Acabo de llenar, por curiosos meandros de los pensamientos, un vacío en la historia de tu juventud. Me preguntaba, al mirarte, si los moribundos derramarían lágrimas y si tú misma lo harías.
La palabra «lágrimas» es la que ha provocado un recuerdo.
Tenías una hermana muy hermosa casada con un mayorista de comestibles. Esa hermana, que iba a morir de resultas de la bebida, había tenido primero un niño y después una niña.
Tu madre debía de haber muerto ya en aquella época, puesto que te tomaron, no como parienta, sino como niñera. No comías en su mesa. Tomabas tus comidas en la cocina con dos o tres criadas más. No sólo te ocupabas primero de uno de los niños y después de los dos, sino que, además, cuando te veían desocupada, te encargaban otras tareas.
Si me ha venido a la memoria eso al pensar en las lágrimas, es porque te he oído contar que nunca en tu vida habías llorado tanto.
Mi tío era un hombre duro. Mi tía, tu hermana, era unas veces la mujer más afectuosa y otras la más rencorosa.
La recuerdo muy bien. En la planta baja del edificio había un gran almacén al que iban a abastecerse los pequeños tenderos y las mujeres de los mercados. Cuando ibas a ver a tu hermana, se sabía en seguida en qué estado se encontraba.

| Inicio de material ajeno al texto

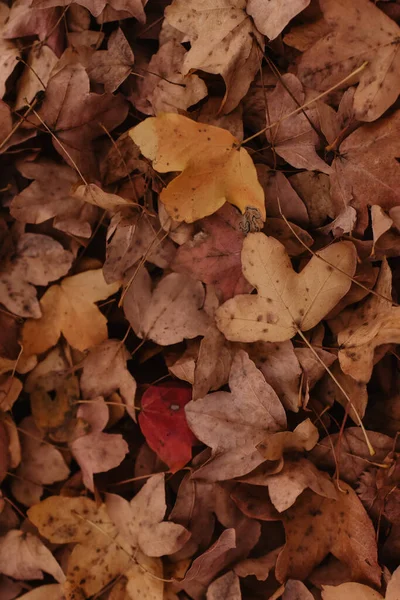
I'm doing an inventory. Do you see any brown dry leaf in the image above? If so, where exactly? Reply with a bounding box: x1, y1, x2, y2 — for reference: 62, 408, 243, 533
28, 496, 132, 600
124, 267, 209, 346
338, 259, 400, 383
80, 340, 136, 420
216, 233, 356, 342
185, 350, 286, 481
0, 529, 65, 582
171, 203, 252, 301
39, 64, 128, 177
0, 233, 73, 319
266, 73, 332, 175
131, 113, 265, 223
207, 571, 242, 600
257, 419, 319, 460
129, 40, 207, 115
246, 0, 310, 40
103, 212, 175, 283
298, 0, 400, 122
106, 473, 190, 557
11, 417, 70, 506
87, 28, 135, 93
22, 269, 120, 357
10, 158, 98, 238
275, 482, 381, 586
165, 0, 264, 113
330, 110, 400, 233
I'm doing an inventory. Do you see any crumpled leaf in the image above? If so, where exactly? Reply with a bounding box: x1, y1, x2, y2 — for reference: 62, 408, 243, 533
165, 0, 264, 113
80, 340, 136, 420
10, 159, 97, 238
129, 40, 207, 115
87, 28, 135, 93
106, 473, 190, 556
130, 112, 265, 223
298, 0, 400, 121
186, 350, 286, 481
39, 64, 128, 177
171, 204, 251, 301
338, 259, 400, 383
28, 496, 132, 600
216, 233, 356, 342
0, 529, 65, 582
0, 233, 73, 319
138, 381, 196, 473
124, 267, 209, 346
275, 482, 381, 586
22, 269, 120, 356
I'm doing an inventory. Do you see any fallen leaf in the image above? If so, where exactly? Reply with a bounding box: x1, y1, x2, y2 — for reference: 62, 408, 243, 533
87, 28, 135, 93
298, 0, 400, 121
131, 113, 265, 223
338, 259, 400, 383
106, 473, 190, 556
171, 204, 251, 301
275, 482, 381, 586
186, 350, 286, 481
138, 381, 196, 473
216, 233, 356, 342
22, 269, 120, 356
0, 233, 73, 319
0, 529, 65, 582
165, 0, 264, 113
124, 267, 209, 346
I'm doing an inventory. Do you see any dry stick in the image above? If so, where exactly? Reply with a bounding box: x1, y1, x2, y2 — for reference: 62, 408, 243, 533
296, 327, 375, 456
238, 61, 368, 148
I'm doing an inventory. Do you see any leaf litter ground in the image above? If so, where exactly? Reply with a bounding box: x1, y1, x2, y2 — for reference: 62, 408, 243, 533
0, 0, 400, 600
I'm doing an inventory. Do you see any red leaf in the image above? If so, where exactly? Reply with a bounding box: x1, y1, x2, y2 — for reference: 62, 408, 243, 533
139, 382, 196, 472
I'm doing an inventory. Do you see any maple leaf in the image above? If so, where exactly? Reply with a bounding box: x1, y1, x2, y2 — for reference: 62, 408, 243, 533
38, 63, 128, 177
106, 473, 190, 556
266, 73, 331, 174
165, 0, 264, 113
87, 29, 135, 93
131, 113, 265, 223
28, 496, 132, 600
129, 40, 207, 115
186, 350, 286, 481
330, 111, 400, 233
338, 259, 400, 383
22, 269, 120, 356
275, 482, 381, 585
246, 0, 310, 40
298, 0, 400, 121
0, 233, 73, 319
124, 267, 209, 346
69, 398, 129, 492
171, 204, 252, 301
138, 382, 196, 473
216, 233, 356, 342
0, 529, 65, 582
10, 159, 98, 238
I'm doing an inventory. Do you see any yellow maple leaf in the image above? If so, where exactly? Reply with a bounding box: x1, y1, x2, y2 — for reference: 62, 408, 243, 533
130, 113, 265, 223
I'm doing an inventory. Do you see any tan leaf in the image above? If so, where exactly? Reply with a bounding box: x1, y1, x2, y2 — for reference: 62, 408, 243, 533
338, 259, 400, 383
131, 112, 265, 223
22, 269, 120, 356
298, 0, 400, 121
0, 529, 65, 582
216, 233, 356, 342
165, 0, 264, 113
124, 267, 209, 346
186, 350, 286, 481
107, 474, 190, 557
275, 482, 381, 585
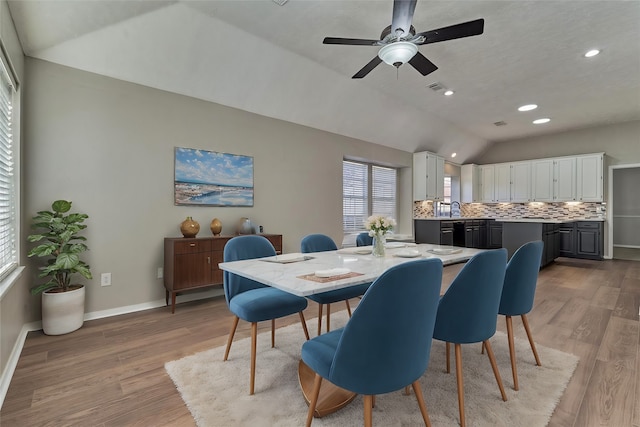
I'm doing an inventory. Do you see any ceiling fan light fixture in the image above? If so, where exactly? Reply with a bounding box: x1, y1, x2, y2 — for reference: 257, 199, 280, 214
378, 42, 418, 67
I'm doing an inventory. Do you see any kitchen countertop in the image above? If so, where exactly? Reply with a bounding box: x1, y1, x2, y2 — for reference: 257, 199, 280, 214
414, 216, 605, 224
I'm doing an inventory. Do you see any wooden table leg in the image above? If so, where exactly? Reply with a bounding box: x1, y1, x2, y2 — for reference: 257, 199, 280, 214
298, 360, 357, 418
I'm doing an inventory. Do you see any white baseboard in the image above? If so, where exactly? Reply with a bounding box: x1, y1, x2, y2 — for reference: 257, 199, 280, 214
0, 289, 224, 409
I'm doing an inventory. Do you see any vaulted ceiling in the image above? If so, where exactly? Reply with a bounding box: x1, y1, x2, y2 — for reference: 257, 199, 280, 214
9, 0, 640, 163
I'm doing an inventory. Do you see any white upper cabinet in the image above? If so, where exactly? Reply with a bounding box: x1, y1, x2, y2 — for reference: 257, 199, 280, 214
576, 153, 604, 202
510, 162, 531, 203
553, 157, 577, 202
460, 164, 481, 203
413, 151, 444, 201
478, 165, 496, 203
531, 159, 554, 202
494, 163, 511, 202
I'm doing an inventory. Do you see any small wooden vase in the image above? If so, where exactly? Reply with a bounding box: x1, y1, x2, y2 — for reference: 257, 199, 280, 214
180, 216, 200, 237
211, 218, 222, 236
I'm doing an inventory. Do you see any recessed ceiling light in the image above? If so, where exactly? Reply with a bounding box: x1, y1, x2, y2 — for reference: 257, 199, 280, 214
518, 104, 538, 111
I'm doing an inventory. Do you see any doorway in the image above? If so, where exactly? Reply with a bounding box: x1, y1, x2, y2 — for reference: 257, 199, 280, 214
608, 164, 640, 261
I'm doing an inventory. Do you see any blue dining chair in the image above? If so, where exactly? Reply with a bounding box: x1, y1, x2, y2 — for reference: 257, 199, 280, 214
433, 248, 507, 427
300, 234, 371, 335
223, 235, 309, 395
498, 240, 544, 390
302, 258, 442, 427
356, 231, 373, 246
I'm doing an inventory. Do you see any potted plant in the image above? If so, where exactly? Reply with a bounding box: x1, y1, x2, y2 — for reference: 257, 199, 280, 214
27, 200, 92, 335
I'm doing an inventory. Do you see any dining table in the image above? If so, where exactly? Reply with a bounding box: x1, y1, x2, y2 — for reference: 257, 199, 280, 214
219, 242, 486, 417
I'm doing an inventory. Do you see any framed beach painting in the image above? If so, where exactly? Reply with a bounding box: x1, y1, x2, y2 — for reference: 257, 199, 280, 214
174, 147, 253, 206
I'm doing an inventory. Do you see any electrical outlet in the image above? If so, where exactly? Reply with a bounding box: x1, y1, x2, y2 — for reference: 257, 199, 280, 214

O bien insistía en llenarte la cesta con provisiones de latas de sardinas y otras conservas y tú te esforzabas en vano por rechazarlas o bien te interpelaba aviesa:
—¡Ya estás aquí otra vez, pordiosera!
Imagino la vida que llevarías en su casa cuando estabas a su servicio, una joven fregona que nunca se atrevía a protestar, y creo que, en efecto, lloraste mucho.
¿Cómo tuviste el valor de escaparte y vivir sola? ¿Adónde fuiste a dormir? ¿Quién te brindó la idea de pedir un puesto de trabajo al señor Bernheim?
Como ves, si no hubiésemos vivido cara a cara en el silencio, habría tenido muchas preguntas que formularte.
Tal vez vivieras con Valérie y su madre, a las que también conocí. Parecían dos enanas, con caras extrañas, como de monas, pero tenían —por emplear una de tus expresiones— un gran corazón.
Désiré, como todos los empleados de aquella época, llevaba una chistera. Yo te oí hablar de sus andares garbosos. Te oí hablar también de su «hermoso saludo con el sombrero».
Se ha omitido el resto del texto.